Plato was no great fan of democracy, certainly not as it was practised in his day. He saw it leading to too many unqualified people running the country.
He also disparaged oligarchy, the rule by a few elite Athenians who adopted the Spartan idea of a ruling class united by austerity.
Worst of all, he thought, was tyranny -- rule by one man, who would appropriate all wealth and power.
Plato argued that democracy was intrinsically unstable and would lead inevitably to tyranny because of the extreme desire for liberty at the expense of everything else. In this circumstance, the people would rob the rich, who would defend their interests by turning toward oligarchy. The people would end up putting forward a single popular leader, Plato argued, "who[m] they would nurse to greatness." The rich would, in turn, plot to banish or kill him, leading the tyrant to create a personal bodyguard.
"In the early days, he has a smile and a kind word for everyone; he says he's no tyrant, makes promises, public and private, frees debtors, distributes land to the people and his followers and puts on a general mild and kindly air. But …he will continue to stir up war in order that the people may continue to need a leader."
It is unfortunate that while Hitler clearly read The Republic, Neville Chamberlain had it sitting by his bed until late-summer 1939.
The only workable alternative in Plato's eyes was the regime he proceeded to invent. He believed that most people are too irrational to govern effectively and that rulers should be chosen from among those in whom reason was the dominant characteristic -- that is, philosophers. Namely him and his mates.
He came up with the idea that "philosopher kings" should rule, aided by a class of "guardians," who would be able to restrain their natural appetites by use of reason.
The elite was to be protected from itself because it would have no private property, wealth or homes and so would have nothing to gain from accumulating power and wealth.
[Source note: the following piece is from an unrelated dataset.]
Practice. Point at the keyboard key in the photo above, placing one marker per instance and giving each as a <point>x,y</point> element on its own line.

A strict meritocracy meant that women were qualified to become guardians -- at odds with Athenian convention, which barred women from politics. Down the ages, this has been the cause of much celebratory bra-burning but a close reading of Plato's text suggests he could be as sexist as the best of them. Not only did he deem women the weaker of the two sexes, he insisted that in his new order they would have to strip for exercise.
As well as depriving guardians of personal property, he advocated that they should not have private families. Society would be reorganized by sending all citizens over the age of 10 into the countryside, removing children from their parents' influence. "This is the best and quickest way to establish our society," says Socrates.
It would certainly be the quickest way to establish what a monumentally bad deal it was to be a guardian. "So let me get this straight -- you're going to take charge of my kids, pay for their education and take them to hockey practise? Meanwhile, I go and live quietly in the countryside. OK -- can I sign something? I want to sign something."
In answer to my own question from earlier, reading The Republic was well worth the effort. It is one of those seminal texts that has provoked revolutionary thinking in political thought down the ages and some of its analytical passages still provoke pause. Plato's contention that most people prefer bread and circuses to personal political responsibility is as valid in today's climate of declining voter turnout as it was in his day.
But his solution of an elite class that would regulate poetry, music, art and all other facets of life, to weed out "bad character, ill-discipline, meanness or ugliness," without institutional checks and balances, was always likely to end badly.
Perhaps The Republic should be read in similar fashion to parts of the Old Testament, an allegorical tale about justice, knowledge and good vs. evil--after all, Plato's central contention is that "living well" should be the highest aim of humanity.
It may be unfair to Plato to judge his vision by the failure of those who followed it. But sitting in my perch in the parliamentary press gallery, I was brought back to Winston Churchill's famous quote about democracy being the worst form of government, except all the others that have been tried.